Segundo ele, a equipe desmontou todos os acampamentos encontrados na Unidade de Conservação. “Fiscalizações contínuas no Refúgio de Vida Silvestre Corixão da Mata Azul são essenciais para garantir a proteção da biodiversidade e dos recursos naturais da região”, acrescentou o gerente.

Regras da Pesca

Para o pescador profissional, é permitida a pesca, transporte e comercialização do pescado, com exceção das 12 espécies restritas previstas na lei. Já para o pescador amador, é permitido o pesque e solte, e a captura de dois quilos ou uma unidade de qualquer peso, respeitando as medidas mínimas estabelecidas em lei, desde que seja para consumo local e não esteja na lista de espécies proibidas. É proibido o transporte e comercialização do pescado por parte do pescador amador.

As espécies proibidas são cachara, caparari, dourado, jaú, matrinchã, pintado/surubin, piraíba, piraputanga, pirarara, pirarucu, trairão e tucunaré.

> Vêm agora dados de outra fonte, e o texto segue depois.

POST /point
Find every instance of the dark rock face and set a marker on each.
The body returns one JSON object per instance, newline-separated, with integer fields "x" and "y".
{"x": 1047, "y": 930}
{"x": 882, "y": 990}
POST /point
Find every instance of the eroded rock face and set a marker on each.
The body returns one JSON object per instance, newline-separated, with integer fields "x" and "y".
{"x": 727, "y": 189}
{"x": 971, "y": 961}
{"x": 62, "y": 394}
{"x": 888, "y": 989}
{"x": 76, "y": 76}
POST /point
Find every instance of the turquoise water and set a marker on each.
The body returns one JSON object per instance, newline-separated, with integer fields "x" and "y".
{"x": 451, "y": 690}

De acordo com a Resolução do Cepesca nº 02/2024, os peixes que estão na lista da Lei do Transporte Zero só podem ser pescados e transportados se forem considerados exóticos ou predadores na bacia hidrográfica que se encontram. Os peixes exóticos são aquelas espécies cuja incidência não é natural de uma bacia hidrográfica, ou rio, causando interferência negativa nas populações das espécies nativas.

As espécies exóticas podem ser transportadas tanto por pescadores amadores como profissionais, desde que o transporte ocorra apenas nos municípios que compõem a bacia onde estão liberadas. Caso ele seja transportado para outros rios ou Bacia Hidrográfica em que é nativo, o responsável responderá por infração ambiental.